# Getting internet to your ps3 or xbox via SWiM setup



## MetalMarine (Feb 19, 2011)

Here is a quick setup if you are needing internet on your ps3 / xbox or even your TV set. I havent had any problems with this setup. no lag on gaming or video chatting. and MRV still works.

Used to be a Directv Service Tech. MRV Connected Home Certified.
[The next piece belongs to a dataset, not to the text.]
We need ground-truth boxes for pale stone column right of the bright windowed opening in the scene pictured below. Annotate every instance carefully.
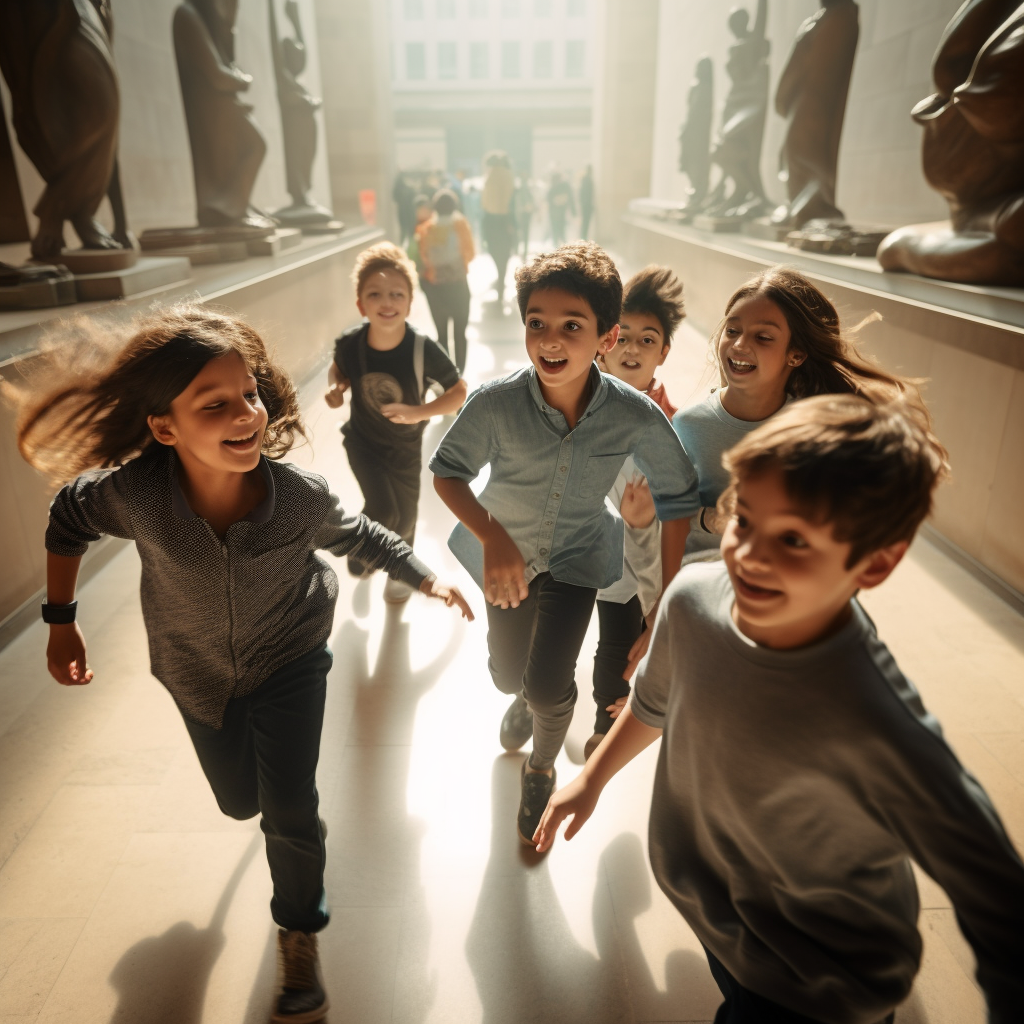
[593,0,658,245]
Edit: you must have internet going to your swim system for this to work.


----------



## Davenlr (Sep 16, 2006)

I wondered if that would work, but never got around to trying it. Glad to see someone did. Thanks for the info.


----------



## dsw2112 (Jun 13, 2009)

It's all TCP/IP so yeah, "it'll work." Just don't expect D* to support your playstation :lol:

It's also a cheap way to network for those without D*. A broadband DECA at either end of a coax works well for rooms with no ethernet connectivity (but an available coax.) MUCH cheaper than most other solutions.


----------



## sungam (May 10, 2007)

And in this case it introduces an extra 2-way split after an 8-way, which is not recommended.


----------



## dsw2112 (Jun 13, 2009)

sungam said:


> And in this case it introduces an extra 2-way split after an 8-way, which is not recommended.
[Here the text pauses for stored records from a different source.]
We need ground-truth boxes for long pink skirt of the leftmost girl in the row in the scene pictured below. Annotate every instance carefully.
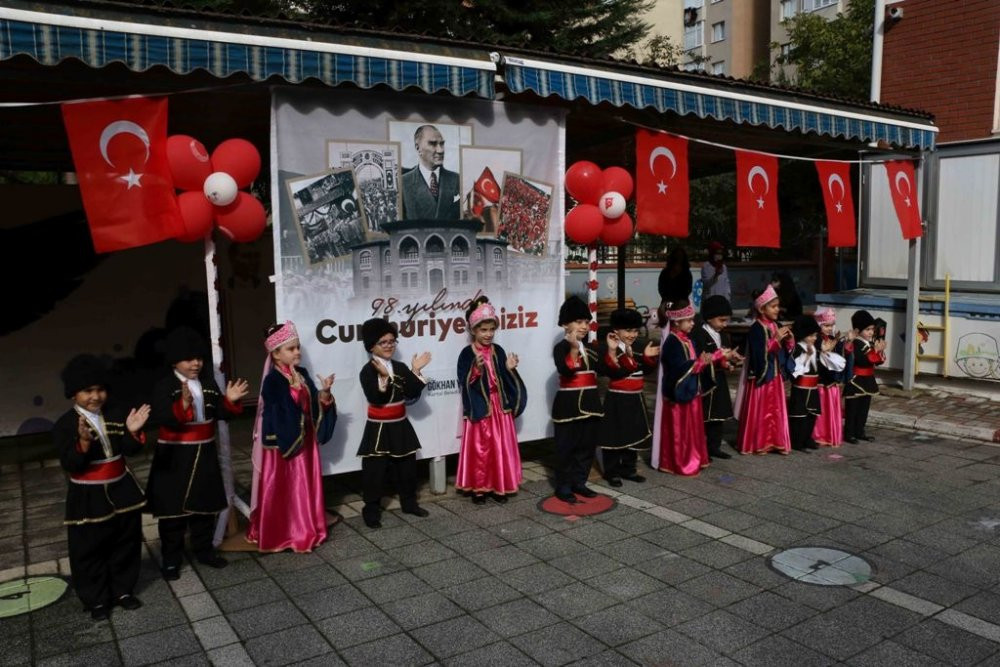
[247,444,326,553]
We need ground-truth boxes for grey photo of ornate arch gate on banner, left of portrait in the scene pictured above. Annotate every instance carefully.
[326,139,403,234]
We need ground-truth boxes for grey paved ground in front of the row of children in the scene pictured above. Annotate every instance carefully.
[7,412,1000,666]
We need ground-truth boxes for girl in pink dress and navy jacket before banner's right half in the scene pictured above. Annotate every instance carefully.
[455,296,528,504]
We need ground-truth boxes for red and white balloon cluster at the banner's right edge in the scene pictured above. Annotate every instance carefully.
[566,160,634,245]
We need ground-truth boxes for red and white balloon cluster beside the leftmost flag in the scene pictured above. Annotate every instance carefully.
[167,134,267,243]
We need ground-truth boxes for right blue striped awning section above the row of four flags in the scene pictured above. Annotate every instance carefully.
[503,56,937,150]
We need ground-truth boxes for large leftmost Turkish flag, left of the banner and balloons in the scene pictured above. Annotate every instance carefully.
[62,97,184,252]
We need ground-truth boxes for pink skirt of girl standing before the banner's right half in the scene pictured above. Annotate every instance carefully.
[455,391,521,495]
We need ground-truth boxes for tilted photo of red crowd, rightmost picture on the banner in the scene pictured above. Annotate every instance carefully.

It's true that the 2-way will add extra db loss, but there's nothing "not recommended" about adding a 2-way after an 8-way. After all, an HR20-100 needs a 2-way "behind" it to power a Deca. If the option is to cascade off an 8-way then so be it...


----------



## MetalMarine (Feb 19, 2011)

adding the second splitter does not cause a problem. it will give you a lil db loss. but not enough to cause an issue.


----------